The Economist is one of the success stories in the shift of news media from print to digital. Its web site receives 7.8 million unique visitors each month, most introduced to it through social media, where it has over a million Facebook followers, and Twitter, where it has two million followers. It also has a prestigious reputation for delivering well-thought out financial news analysis that came with the magazine from its print heritage.
Its digital edition (free and paid-for) is read on 500,000 devices. The Chairman’s Interim Report at the send of September of last year pointed out that people increasingly read The Economist on tablets and smartphones.
Of the total circulation of 1.6m in September, 140,000 customers bought digital-only copies. Of the others, about 25% read both print and digital editions.
The Economist Group, which owns the magazine, is investing to make sure it develops The Economist on the devices its readers use, and is also adapting marketing so that prospective readers know the paper is available on these platforms.
In its Annual Report, the company calls attention to a welcome new trend: the revival of long form journalism because of the fast uptake of tablets.
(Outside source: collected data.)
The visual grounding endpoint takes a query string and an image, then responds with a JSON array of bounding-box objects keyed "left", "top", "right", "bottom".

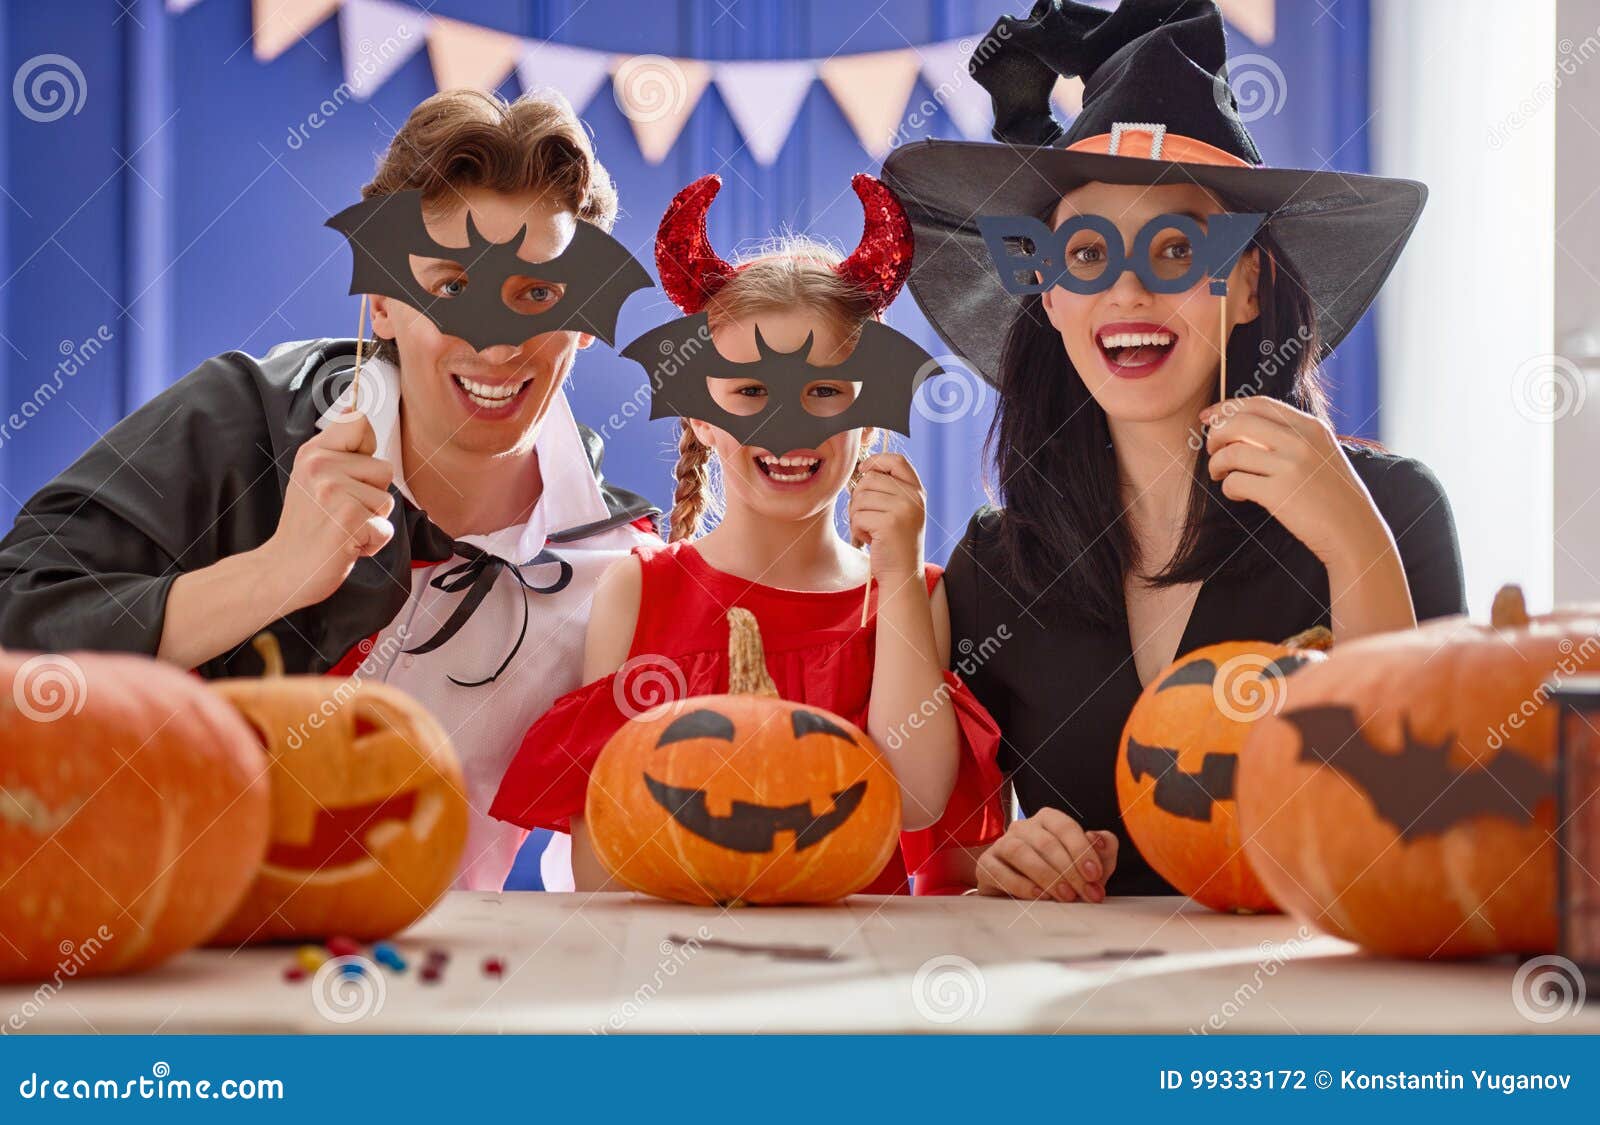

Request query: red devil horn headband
[{"left": 655, "top": 172, "right": 913, "bottom": 315}]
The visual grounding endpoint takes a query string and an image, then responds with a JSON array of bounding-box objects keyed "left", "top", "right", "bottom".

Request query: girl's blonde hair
[{"left": 667, "top": 239, "right": 880, "bottom": 542}]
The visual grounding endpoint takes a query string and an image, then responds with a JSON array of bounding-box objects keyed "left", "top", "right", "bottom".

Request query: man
[{"left": 0, "top": 89, "right": 660, "bottom": 892}]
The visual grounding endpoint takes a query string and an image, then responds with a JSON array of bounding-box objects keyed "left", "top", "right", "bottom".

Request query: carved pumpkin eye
[
  {"left": 790, "top": 710, "right": 852, "bottom": 741},
  {"left": 656, "top": 709, "right": 735, "bottom": 747},
  {"left": 1153, "top": 658, "right": 1218, "bottom": 692}
]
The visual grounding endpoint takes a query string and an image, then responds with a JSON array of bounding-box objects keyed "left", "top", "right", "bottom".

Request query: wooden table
[{"left": 5, "top": 892, "right": 1593, "bottom": 1034}]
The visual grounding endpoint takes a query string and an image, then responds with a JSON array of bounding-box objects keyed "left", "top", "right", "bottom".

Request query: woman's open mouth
[
  {"left": 1096, "top": 323, "right": 1178, "bottom": 379},
  {"left": 451, "top": 373, "right": 534, "bottom": 415},
  {"left": 753, "top": 452, "right": 823, "bottom": 487}
]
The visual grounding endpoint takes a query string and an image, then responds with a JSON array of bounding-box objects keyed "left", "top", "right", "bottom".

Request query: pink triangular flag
[
  {"left": 818, "top": 48, "right": 921, "bottom": 160},
  {"left": 428, "top": 15, "right": 523, "bottom": 93},
  {"left": 611, "top": 55, "right": 711, "bottom": 164},
  {"left": 917, "top": 39, "right": 992, "bottom": 140},
  {"left": 339, "top": 0, "right": 430, "bottom": 100},
  {"left": 253, "top": 0, "right": 341, "bottom": 62},
  {"left": 712, "top": 60, "right": 814, "bottom": 166},
  {"left": 517, "top": 40, "right": 611, "bottom": 113},
  {"left": 1219, "top": 0, "right": 1276, "bottom": 45}
]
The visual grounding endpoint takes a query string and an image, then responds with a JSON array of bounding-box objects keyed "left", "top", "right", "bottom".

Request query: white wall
[{"left": 1372, "top": 0, "right": 1557, "bottom": 616}]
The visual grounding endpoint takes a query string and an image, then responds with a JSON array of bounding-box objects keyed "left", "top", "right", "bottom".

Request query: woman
[{"left": 882, "top": 0, "right": 1465, "bottom": 900}]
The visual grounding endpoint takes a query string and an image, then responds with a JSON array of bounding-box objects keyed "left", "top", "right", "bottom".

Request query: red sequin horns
[{"left": 655, "top": 172, "right": 914, "bottom": 315}]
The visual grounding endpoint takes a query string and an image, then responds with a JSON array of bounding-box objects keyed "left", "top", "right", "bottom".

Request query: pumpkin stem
[
  {"left": 249, "top": 632, "right": 285, "bottom": 678},
  {"left": 1282, "top": 625, "right": 1333, "bottom": 652},
  {"left": 1491, "top": 584, "right": 1530, "bottom": 629},
  {"left": 726, "top": 609, "right": 779, "bottom": 698}
]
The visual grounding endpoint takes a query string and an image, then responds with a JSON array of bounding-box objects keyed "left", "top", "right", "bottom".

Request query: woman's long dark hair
[{"left": 984, "top": 225, "right": 1329, "bottom": 629}]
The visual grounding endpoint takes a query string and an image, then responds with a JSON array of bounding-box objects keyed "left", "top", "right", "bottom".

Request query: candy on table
[
  {"left": 482, "top": 956, "right": 504, "bottom": 978},
  {"left": 419, "top": 965, "right": 442, "bottom": 984},
  {"left": 283, "top": 965, "right": 307, "bottom": 983},
  {"left": 325, "top": 935, "right": 361, "bottom": 958},
  {"left": 339, "top": 960, "right": 365, "bottom": 977},
  {"left": 372, "top": 942, "right": 406, "bottom": 971},
  {"left": 295, "top": 946, "right": 327, "bottom": 972}
]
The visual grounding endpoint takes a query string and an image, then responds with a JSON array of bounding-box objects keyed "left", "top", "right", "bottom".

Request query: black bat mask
[
  {"left": 326, "top": 189, "right": 653, "bottom": 350},
  {"left": 1280, "top": 705, "right": 1553, "bottom": 839},
  {"left": 621, "top": 312, "right": 940, "bottom": 453}
]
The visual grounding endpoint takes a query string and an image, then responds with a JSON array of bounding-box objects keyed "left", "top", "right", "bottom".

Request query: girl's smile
[
  {"left": 1095, "top": 320, "right": 1180, "bottom": 380},
  {"left": 751, "top": 448, "right": 826, "bottom": 489}
]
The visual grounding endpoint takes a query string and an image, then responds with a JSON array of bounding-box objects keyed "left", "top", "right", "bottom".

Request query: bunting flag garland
[{"left": 182, "top": 0, "right": 1276, "bottom": 165}]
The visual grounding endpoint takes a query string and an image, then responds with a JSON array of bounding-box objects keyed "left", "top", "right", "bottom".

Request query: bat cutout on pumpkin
[
  {"left": 1125, "top": 737, "right": 1237, "bottom": 822},
  {"left": 1279, "top": 704, "right": 1553, "bottom": 840},
  {"left": 622, "top": 312, "right": 942, "bottom": 453},
  {"left": 326, "top": 188, "right": 653, "bottom": 350}
]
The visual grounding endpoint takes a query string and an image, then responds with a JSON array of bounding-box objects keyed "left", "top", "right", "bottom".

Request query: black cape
[{"left": 0, "top": 339, "right": 656, "bottom": 679}]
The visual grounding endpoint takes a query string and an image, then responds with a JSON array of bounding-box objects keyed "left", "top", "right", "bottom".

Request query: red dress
[{"left": 490, "top": 541, "right": 1006, "bottom": 894}]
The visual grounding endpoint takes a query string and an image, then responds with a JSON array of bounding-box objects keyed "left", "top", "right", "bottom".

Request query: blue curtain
[{"left": 0, "top": 0, "right": 1373, "bottom": 889}]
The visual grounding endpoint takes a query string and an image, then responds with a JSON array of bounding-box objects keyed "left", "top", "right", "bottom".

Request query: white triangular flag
[
  {"left": 712, "top": 60, "right": 814, "bottom": 165},
  {"left": 517, "top": 39, "right": 612, "bottom": 113},
  {"left": 339, "top": 0, "right": 430, "bottom": 100},
  {"left": 428, "top": 15, "right": 522, "bottom": 93}
]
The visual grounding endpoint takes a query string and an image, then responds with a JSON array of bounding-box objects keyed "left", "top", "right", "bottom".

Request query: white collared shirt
[{"left": 315, "top": 358, "right": 654, "bottom": 891}]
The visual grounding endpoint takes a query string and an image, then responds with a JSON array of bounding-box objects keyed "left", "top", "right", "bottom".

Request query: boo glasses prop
[{"left": 979, "top": 212, "right": 1265, "bottom": 297}]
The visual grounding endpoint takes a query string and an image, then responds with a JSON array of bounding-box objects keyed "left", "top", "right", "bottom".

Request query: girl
[
  {"left": 882, "top": 0, "right": 1466, "bottom": 900},
  {"left": 491, "top": 174, "right": 1004, "bottom": 893}
]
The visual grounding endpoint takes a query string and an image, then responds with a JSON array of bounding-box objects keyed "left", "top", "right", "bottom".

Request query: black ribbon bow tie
[{"left": 403, "top": 541, "right": 574, "bottom": 687}]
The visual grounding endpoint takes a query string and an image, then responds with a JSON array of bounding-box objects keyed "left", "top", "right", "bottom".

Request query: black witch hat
[{"left": 881, "top": 0, "right": 1427, "bottom": 385}]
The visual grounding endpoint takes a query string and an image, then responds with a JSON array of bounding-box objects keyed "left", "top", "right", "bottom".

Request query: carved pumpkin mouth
[
  {"left": 642, "top": 775, "right": 867, "bottom": 853},
  {"left": 265, "top": 789, "right": 420, "bottom": 872},
  {"left": 1125, "top": 737, "right": 1236, "bottom": 822}
]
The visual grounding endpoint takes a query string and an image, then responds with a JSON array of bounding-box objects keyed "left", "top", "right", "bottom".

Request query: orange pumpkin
[
  {"left": 208, "top": 634, "right": 469, "bottom": 944},
  {"left": 1116, "top": 628, "right": 1330, "bottom": 913},
  {"left": 1239, "top": 586, "right": 1595, "bottom": 957},
  {"left": 587, "top": 609, "right": 901, "bottom": 905},
  {"left": 1, "top": 651, "right": 270, "bottom": 981}
]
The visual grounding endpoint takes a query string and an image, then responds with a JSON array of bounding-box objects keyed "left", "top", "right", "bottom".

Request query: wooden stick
[
  {"left": 1218, "top": 294, "right": 1228, "bottom": 403},
  {"left": 861, "top": 573, "right": 872, "bottom": 627},
  {"left": 351, "top": 294, "right": 369, "bottom": 412}
]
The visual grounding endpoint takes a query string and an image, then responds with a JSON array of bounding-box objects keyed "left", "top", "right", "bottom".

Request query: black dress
[{"left": 943, "top": 445, "right": 1467, "bottom": 895}]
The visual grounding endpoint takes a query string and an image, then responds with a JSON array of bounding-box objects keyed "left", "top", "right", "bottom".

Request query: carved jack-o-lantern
[
  {"left": 587, "top": 609, "right": 901, "bottom": 905},
  {"left": 208, "top": 635, "right": 469, "bottom": 944},
  {"left": 1, "top": 651, "right": 269, "bottom": 981},
  {"left": 1116, "top": 628, "right": 1330, "bottom": 913},
  {"left": 1240, "top": 587, "right": 1596, "bottom": 957}
]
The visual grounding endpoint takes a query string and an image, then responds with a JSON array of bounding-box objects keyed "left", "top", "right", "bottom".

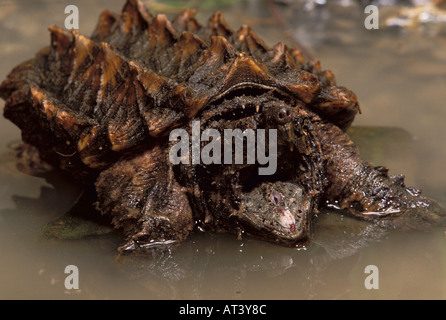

What is revolutionary for magazines like The Economist, however, is the reinvention of long-form reading triggered by Amazon when it launched Kindle in 2007 and fueled dramatically by Apple’s iPad.x We are fortunate because tablets, e-readers and smartphones allow our readers to enjoy the ritual, lean-back, immersive experience of reading The Economist that they love in print. Many of our readers tell us that this experience is, in fact, even better than print ,because as well as being lean-back, digital editions are delivered immediately and reliably…; the backlit screens display images, maps and charts beautifully; and the devices offer opportunities to innovate and deliver more functionality—so, for example, our tablet and smartphone apps also deliver the full newspaper in audio each week.
Very recently, the editor-in-chief of the Economist, John Micklethwait, told a conference audience that “it’s possible that the economics are being turned upside down — not just advertising, but also circulation. You can now reach hundreds of thousands of people at very little extra marginal cost through digital devices.”
There are few publications that have managed the transition to digital with more aplomb and more financial stability. ZEDO is honored to welcome The Economist as a publisher client and we look forward to their thought leadership in publishing.